1. ## Numerical integration?

I am having difficulty integrating

square root((1+x^3)) from x=0 to x=2

when n=4

I know the widths are 0,1/2,1,3/2,2

But I am having trouble setting it up.

2. ## Re: Numerical integration?

Originally Posted by homeylova223
I am having difficulty integrating

square root((1+x^3)) from x=0 to x=2 when n=4
Let $\displaystyle f(x)=\sqrt{1+x^2}$ and $\displaystyle \Delta=0.5$.

Left hand sum $\displaystyle \sum\limits_{k = 0}^3 {f\left( {k\Delta } \right)\Delta }$.

Right hand sum $\displaystyle \sum\limits_{k = 1}^4 {f\left( {k\Delta } \right)\Delta }$.

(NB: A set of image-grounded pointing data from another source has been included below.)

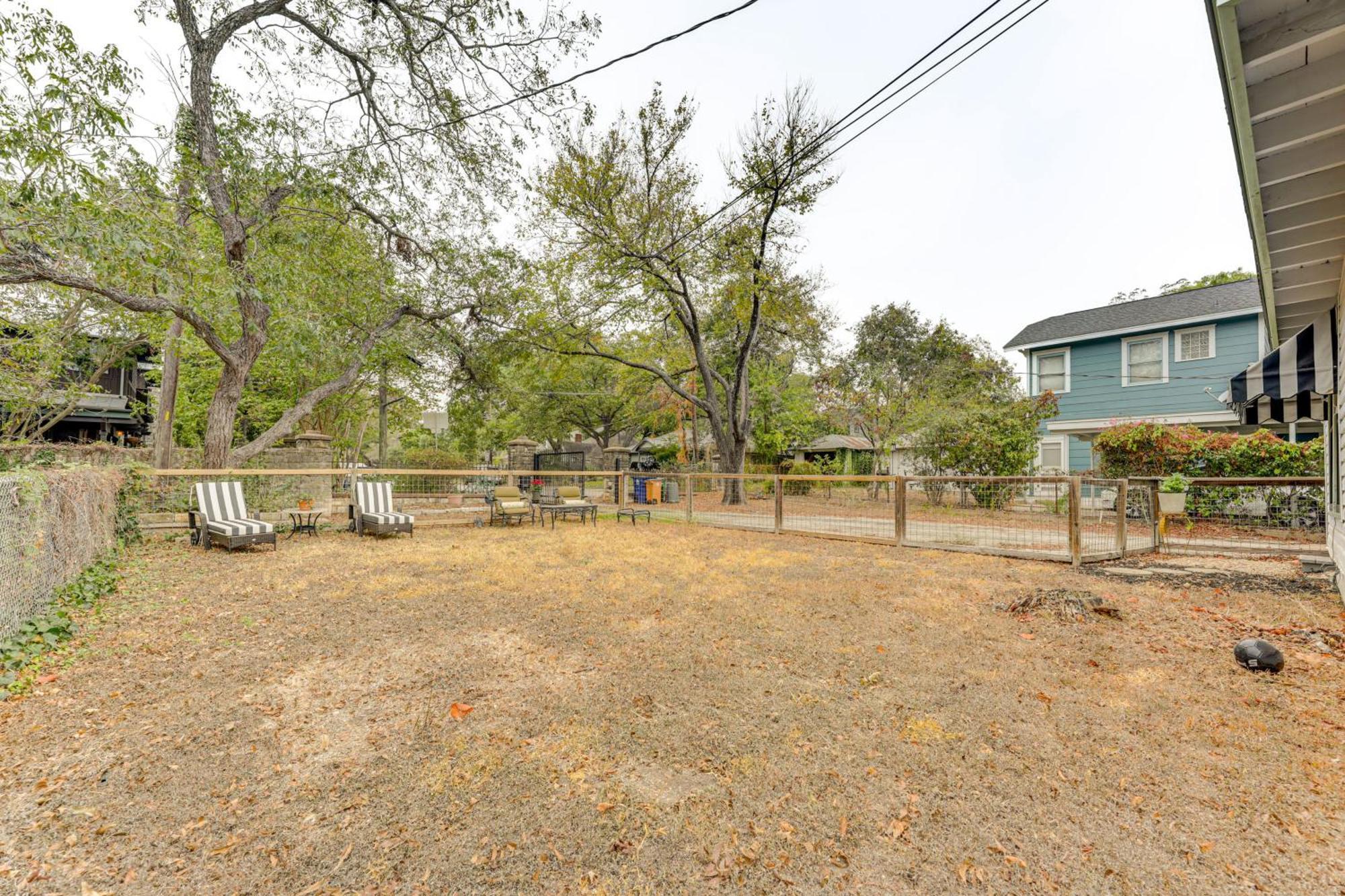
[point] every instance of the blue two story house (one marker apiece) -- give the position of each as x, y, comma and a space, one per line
1163, 360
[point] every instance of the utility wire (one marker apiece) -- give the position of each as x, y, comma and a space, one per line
837, 127
606, 65
872, 124
575, 77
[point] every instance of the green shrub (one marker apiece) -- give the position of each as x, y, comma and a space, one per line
1157, 450
430, 458
800, 469
22, 651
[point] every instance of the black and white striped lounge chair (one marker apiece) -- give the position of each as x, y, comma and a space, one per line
373, 512
224, 518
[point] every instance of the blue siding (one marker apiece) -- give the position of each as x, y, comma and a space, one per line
1096, 377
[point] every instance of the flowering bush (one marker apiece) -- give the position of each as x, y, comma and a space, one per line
1157, 450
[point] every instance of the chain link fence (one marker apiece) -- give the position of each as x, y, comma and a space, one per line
53, 524
1284, 516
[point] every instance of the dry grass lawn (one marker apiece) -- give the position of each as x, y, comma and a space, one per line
672, 709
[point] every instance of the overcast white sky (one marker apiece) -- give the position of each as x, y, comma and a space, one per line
1083, 154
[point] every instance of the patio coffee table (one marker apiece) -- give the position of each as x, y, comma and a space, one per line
567, 510
303, 521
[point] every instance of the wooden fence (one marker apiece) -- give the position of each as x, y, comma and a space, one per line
1065, 518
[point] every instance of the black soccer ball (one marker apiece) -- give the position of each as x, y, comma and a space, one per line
1258, 655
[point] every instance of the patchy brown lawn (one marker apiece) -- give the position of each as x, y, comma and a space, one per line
673, 709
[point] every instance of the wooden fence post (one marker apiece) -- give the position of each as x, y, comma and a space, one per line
1153, 510
779, 505
1077, 499
899, 507
1122, 524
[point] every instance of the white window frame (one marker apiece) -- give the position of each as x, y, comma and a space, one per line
1065, 451
1125, 358
1036, 368
1178, 335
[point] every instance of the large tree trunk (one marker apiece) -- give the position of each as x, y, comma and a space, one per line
167, 397
221, 415
732, 459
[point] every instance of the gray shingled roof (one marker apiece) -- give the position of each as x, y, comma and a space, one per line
1229, 298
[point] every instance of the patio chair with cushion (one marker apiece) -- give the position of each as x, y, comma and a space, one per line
510, 505
373, 512
221, 518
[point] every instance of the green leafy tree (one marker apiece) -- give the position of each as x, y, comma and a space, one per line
389, 120
1183, 284
906, 373
641, 255
989, 440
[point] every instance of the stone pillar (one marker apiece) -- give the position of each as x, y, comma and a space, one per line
314, 450
521, 452
615, 458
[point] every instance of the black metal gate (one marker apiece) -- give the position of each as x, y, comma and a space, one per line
568, 460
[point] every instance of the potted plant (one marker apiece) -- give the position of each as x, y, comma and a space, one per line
1172, 494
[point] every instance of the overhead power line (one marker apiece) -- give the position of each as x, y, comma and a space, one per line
833, 134
606, 65
836, 127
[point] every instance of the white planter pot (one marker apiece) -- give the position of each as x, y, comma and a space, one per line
1172, 502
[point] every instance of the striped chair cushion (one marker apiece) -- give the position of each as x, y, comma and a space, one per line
375, 497
239, 526
388, 518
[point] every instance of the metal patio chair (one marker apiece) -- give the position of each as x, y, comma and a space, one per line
373, 514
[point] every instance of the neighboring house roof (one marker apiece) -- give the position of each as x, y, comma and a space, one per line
1242, 296
837, 443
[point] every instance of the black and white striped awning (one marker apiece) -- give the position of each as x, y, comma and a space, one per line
1291, 382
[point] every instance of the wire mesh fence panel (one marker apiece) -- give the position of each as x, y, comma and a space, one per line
851, 507
742, 501
1100, 514
1141, 518
1250, 516
1016, 516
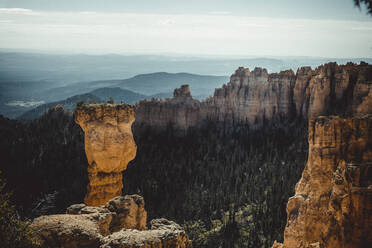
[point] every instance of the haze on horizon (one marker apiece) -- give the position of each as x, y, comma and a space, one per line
323, 28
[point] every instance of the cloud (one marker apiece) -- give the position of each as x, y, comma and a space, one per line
17, 11
166, 33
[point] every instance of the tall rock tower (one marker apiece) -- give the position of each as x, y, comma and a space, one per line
109, 147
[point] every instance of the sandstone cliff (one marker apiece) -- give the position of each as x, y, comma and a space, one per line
256, 96
332, 205
121, 223
109, 146
182, 110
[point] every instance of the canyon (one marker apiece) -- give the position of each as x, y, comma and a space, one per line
333, 199
258, 97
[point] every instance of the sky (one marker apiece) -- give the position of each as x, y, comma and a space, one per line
322, 28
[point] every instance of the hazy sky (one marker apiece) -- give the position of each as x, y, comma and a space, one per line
326, 28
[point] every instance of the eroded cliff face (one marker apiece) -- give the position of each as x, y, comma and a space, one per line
252, 97
256, 96
182, 111
121, 223
109, 147
332, 205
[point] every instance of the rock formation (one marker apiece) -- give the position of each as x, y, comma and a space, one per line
182, 110
109, 146
256, 96
121, 223
332, 205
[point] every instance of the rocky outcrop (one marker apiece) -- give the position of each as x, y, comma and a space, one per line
162, 234
119, 223
109, 147
252, 97
332, 205
256, 97
181, 111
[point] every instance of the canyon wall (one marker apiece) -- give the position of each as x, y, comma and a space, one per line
257, 96
109, 147
332, 205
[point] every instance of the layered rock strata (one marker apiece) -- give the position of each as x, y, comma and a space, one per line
257, 96
182, 110
332, 205
109, 147
121, 223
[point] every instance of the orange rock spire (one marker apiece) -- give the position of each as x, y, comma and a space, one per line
109, 146
332, 205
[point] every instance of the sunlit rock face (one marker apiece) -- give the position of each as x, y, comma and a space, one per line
332, 205
181, 111
343, 90
252, 97
120, 223
109, 147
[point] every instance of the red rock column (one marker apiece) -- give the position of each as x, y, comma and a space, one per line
109, 146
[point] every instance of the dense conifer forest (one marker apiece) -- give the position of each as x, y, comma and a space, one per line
228, 185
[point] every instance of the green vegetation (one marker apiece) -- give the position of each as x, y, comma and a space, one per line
228, 185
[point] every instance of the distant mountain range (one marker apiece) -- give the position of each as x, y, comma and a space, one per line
17, 98
28, 80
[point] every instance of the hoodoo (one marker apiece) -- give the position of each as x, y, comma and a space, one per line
332, 205
109, 147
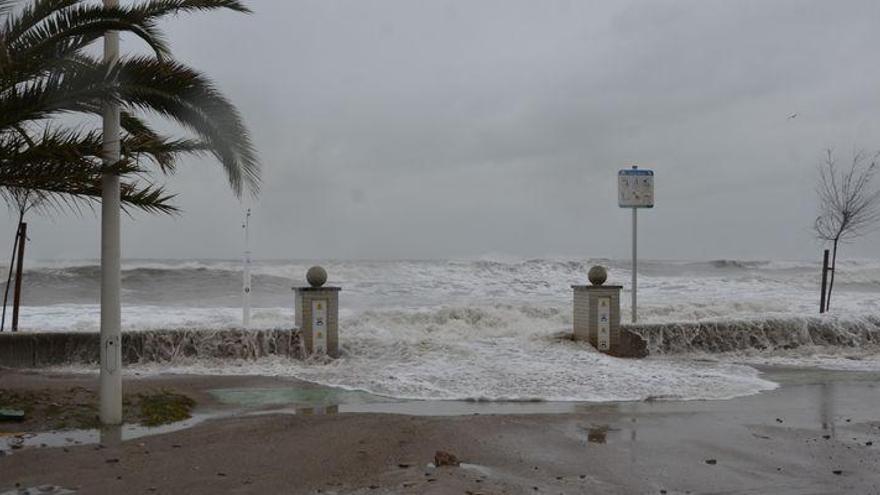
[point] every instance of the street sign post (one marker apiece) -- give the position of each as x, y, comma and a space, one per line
635, 189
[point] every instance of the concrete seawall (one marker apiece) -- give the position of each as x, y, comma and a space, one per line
33, 350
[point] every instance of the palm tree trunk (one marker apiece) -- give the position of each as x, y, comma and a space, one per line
11, 265
111, 304
833, 272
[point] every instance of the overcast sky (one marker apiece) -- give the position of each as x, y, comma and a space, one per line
452, 129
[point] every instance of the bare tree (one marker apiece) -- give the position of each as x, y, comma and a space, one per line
849, 202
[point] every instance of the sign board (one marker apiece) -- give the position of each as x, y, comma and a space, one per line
604, 316
319, 327
635, 188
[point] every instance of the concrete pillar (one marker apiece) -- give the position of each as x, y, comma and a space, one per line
597, 318
597, 313
317, 314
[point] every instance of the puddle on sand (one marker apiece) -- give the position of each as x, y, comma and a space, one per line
106, 436
40, 490
328, 400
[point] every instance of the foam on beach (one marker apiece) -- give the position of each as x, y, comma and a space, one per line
496, 330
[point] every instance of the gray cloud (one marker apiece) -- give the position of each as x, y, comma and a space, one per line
399, 129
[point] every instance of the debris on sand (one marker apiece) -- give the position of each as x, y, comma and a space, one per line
443, 458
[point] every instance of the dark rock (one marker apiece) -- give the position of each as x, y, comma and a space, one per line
443, 458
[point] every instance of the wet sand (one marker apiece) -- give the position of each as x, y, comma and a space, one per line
818, 433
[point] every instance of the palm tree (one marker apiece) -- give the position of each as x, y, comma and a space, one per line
46, 71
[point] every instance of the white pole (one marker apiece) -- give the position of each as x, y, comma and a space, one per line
111, 305
246, 289
635, 261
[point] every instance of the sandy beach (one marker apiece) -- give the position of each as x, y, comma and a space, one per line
819, 432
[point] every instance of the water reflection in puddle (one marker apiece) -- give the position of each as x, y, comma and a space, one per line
108, 436
332, 401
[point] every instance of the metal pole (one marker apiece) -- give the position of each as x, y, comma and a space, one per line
111, 278
19, 269
824, 282
635, 262
246, 290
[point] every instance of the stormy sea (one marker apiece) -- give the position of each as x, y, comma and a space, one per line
495, 329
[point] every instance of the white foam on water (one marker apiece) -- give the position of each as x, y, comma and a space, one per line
497, 353
480, 330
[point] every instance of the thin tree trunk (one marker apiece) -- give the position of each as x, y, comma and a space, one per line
11, 265
19, 273
833, 272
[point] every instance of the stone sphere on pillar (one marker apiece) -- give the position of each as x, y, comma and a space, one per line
598, 275
316, 276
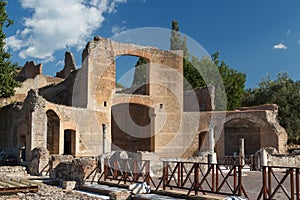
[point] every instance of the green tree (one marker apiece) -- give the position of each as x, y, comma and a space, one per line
284, 92
234, 83
7, 68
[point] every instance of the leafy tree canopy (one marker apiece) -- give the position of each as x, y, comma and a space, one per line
7, 68
284, 92
234, 81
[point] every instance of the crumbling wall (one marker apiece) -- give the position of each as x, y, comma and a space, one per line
271, 157
199, 99
70, 65
77, 170
38, 164
270, 133
29, 70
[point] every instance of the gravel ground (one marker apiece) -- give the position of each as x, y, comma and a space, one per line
46, 192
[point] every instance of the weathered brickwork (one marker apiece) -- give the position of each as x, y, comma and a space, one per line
82, 115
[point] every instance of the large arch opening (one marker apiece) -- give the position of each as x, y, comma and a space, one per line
69, 142
132, 75
132, 127
53, 124
242, 128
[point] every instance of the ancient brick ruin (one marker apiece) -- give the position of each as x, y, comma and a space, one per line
79, 112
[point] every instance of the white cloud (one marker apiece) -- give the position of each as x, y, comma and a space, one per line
280, 46
55, 24
116, 29
13, 43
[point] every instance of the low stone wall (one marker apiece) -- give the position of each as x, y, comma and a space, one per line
270, 157
13, 171
77, 169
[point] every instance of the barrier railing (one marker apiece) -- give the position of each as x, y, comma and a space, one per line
288, 183
127, 170
201, 177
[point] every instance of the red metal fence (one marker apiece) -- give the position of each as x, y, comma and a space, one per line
288, 183
201, 177
277, 182
127, 170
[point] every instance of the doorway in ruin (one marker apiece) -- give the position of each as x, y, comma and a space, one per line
69, 142
53, 124
241, 128
132, 75
132, 127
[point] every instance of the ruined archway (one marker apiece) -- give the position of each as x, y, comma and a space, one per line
132, 74
53, 128
69, 142
238, 128
132, 127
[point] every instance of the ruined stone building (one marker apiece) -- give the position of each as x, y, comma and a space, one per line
79, 112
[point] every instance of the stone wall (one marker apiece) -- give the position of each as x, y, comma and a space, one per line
259, 127
271, 157
199, 99
29, 70
78, 169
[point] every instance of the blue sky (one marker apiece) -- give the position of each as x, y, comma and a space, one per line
255, 37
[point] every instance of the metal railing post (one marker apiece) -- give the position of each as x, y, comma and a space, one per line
165, 174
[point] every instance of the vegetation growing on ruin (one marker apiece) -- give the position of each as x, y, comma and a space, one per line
284, 92
233, 80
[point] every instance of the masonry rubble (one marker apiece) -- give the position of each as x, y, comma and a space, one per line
61, 117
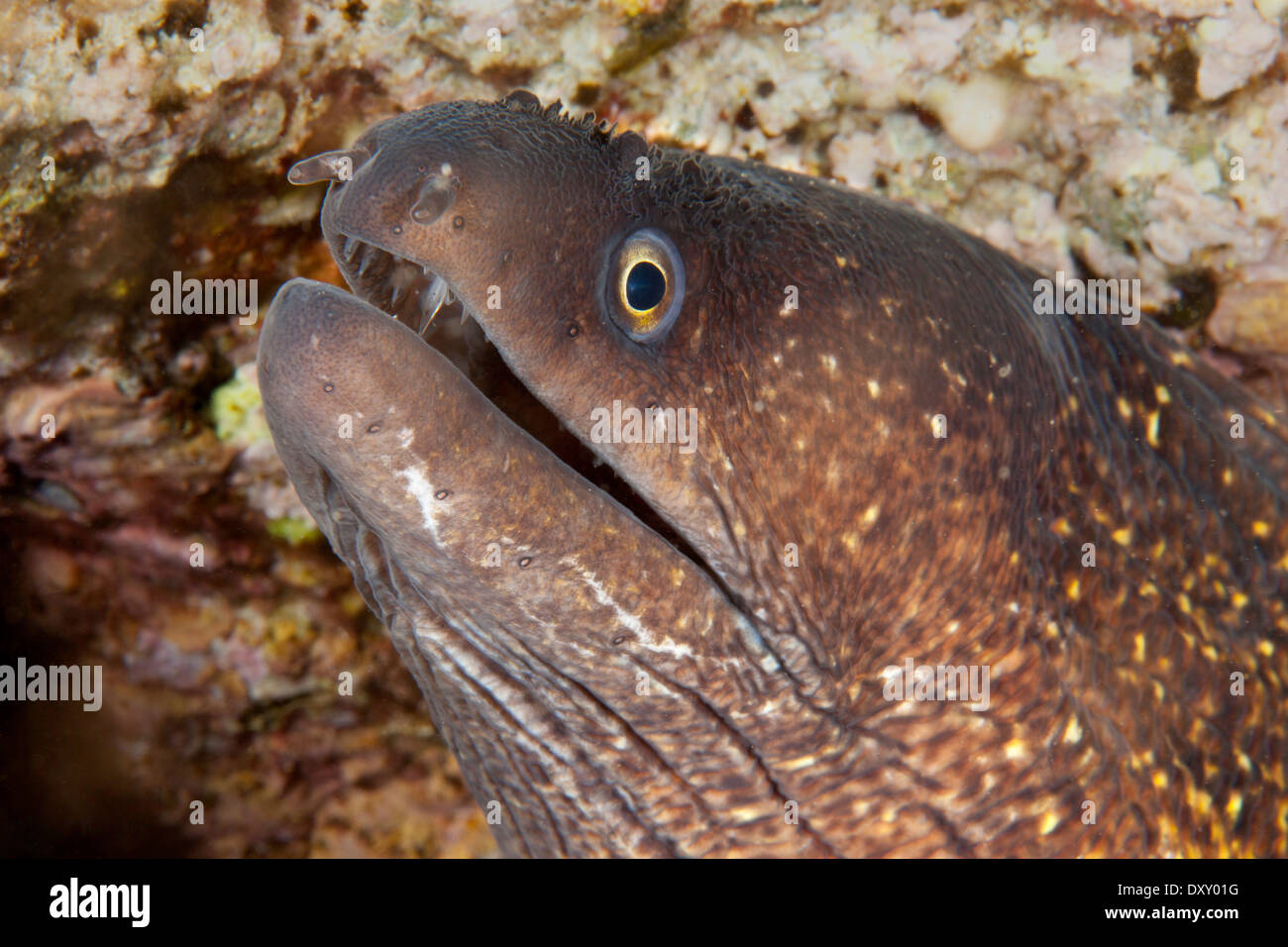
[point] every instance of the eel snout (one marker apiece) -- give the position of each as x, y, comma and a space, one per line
539, 616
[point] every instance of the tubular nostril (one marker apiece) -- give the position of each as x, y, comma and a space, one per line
436, 198
330, 165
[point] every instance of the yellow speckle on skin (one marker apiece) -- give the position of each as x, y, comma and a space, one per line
1073, 732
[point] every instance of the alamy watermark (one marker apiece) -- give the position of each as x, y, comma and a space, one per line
1077, 296
915, 682
193, 296
24, 682
653, 425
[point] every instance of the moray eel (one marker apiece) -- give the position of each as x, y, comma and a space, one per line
902, 482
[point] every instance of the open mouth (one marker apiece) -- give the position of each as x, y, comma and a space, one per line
423, 300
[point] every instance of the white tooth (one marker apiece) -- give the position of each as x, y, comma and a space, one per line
430, 302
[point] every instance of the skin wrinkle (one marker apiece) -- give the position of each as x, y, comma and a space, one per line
957, 562
748, 749
566, 685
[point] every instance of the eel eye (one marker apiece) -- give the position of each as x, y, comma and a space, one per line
645, 285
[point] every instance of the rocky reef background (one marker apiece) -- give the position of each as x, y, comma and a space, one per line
1112, 140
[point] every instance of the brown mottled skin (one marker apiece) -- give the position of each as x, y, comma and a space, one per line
609, 694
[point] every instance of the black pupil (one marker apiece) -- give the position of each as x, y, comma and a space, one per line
645, 285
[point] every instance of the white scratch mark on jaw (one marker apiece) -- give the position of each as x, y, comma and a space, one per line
631, 621
420, 489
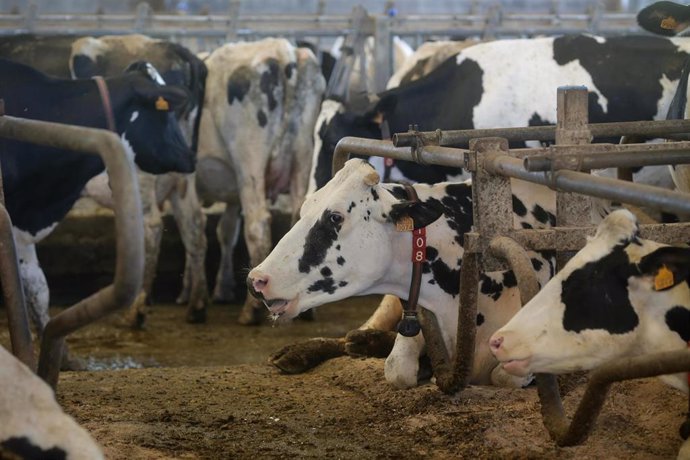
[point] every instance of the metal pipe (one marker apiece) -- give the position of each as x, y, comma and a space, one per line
601, 187
612, 156
541, 133
347, 146
129, 265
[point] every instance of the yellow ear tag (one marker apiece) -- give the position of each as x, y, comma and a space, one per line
669, 23
663, 279
162, 104
405, 224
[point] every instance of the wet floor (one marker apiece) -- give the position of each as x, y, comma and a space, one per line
168, 341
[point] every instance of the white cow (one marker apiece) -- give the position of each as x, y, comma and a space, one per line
346, 244
33, 424
255, 142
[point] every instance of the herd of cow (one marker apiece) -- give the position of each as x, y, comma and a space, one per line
248, 122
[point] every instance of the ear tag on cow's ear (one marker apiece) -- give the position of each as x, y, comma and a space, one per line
404, 224
162, 104
669, 23
663, 279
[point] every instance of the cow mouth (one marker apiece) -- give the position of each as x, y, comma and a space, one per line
518, 367
279, 307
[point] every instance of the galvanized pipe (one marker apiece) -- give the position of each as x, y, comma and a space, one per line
347, 146
602, 187
600, 156
129, 263
541, 133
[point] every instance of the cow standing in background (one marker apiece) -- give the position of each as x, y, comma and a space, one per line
41, 184
255, 142
84, 57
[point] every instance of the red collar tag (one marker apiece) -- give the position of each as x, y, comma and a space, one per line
419, 245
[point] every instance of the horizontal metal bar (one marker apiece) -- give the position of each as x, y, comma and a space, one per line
601, 187
597, 156
542, 133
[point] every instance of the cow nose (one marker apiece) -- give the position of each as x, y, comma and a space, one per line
256, 284
495, 344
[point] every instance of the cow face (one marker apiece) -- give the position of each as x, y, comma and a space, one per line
343, 244
620, 295
147, 122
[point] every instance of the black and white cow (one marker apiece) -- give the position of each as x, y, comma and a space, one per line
34, 425
512, 83
619, 296
41, 184
83, 57
256, 130
346, 244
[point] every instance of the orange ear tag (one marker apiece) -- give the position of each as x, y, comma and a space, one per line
663, 279
669, 23
405, 224
162, 104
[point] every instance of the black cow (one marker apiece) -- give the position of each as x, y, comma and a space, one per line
41, 184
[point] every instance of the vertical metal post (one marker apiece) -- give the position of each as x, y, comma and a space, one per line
572, 210
383, 52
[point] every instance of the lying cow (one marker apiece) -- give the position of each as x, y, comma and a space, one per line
346, 244
255, 141
33, 424
619, 296
41, 184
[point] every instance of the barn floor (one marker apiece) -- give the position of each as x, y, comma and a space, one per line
211, 395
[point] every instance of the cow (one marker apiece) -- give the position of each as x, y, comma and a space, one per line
346, 244
72, 56
255, 143
619, 296
33, 424
41, 184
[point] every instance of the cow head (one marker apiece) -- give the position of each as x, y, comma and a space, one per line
620, 295
343, 245
664, 18
146, 120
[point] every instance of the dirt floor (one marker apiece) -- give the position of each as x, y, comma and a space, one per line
206, 391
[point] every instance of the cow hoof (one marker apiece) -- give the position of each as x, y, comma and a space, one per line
369, 342
196, 315
301, 356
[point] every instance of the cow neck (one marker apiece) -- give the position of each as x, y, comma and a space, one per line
105, 100
409, 324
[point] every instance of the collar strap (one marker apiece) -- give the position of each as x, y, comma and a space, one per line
409, 325
105, 100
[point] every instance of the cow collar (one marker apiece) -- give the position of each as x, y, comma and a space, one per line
105, 99
409, 324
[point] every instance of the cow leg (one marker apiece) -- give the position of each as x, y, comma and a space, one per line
37, 297
402, 365
228, 232
153, 231
191, 223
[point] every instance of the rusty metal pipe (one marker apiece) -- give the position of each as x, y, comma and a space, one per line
541, 133
569, 433
602, 187
13, 295
129, 263
626, 156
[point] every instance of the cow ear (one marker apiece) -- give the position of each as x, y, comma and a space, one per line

Mid-point hand sum $\displaystyle \sum\limits_{k = 0}^3 {f\left( {\frac{2k\Delta+\Delta }{2} \right)\Delta }$.

3. ## Re: Numerical integration?

I forgot to mention I have to use the trapezoid rule and I set it up like this.

((2/8)) times (1)(1+(0)^3)+(2)(1+(1/2)^3)+(2)(1+(1)^3)+(2)(1+(3/2)^3)+(1)(1+(2)^(3)

4. ## Re: Numerical integration?

It looks fine if you don't forget to take the square root of the seperated terms because $\displaystyle f(x)=\sqrt{1+x^3}$.

5. ## Re: Numerical integration?

Thanks now I see the error of my calculus.

6. ## Re: Numerical integration?

You're welcome!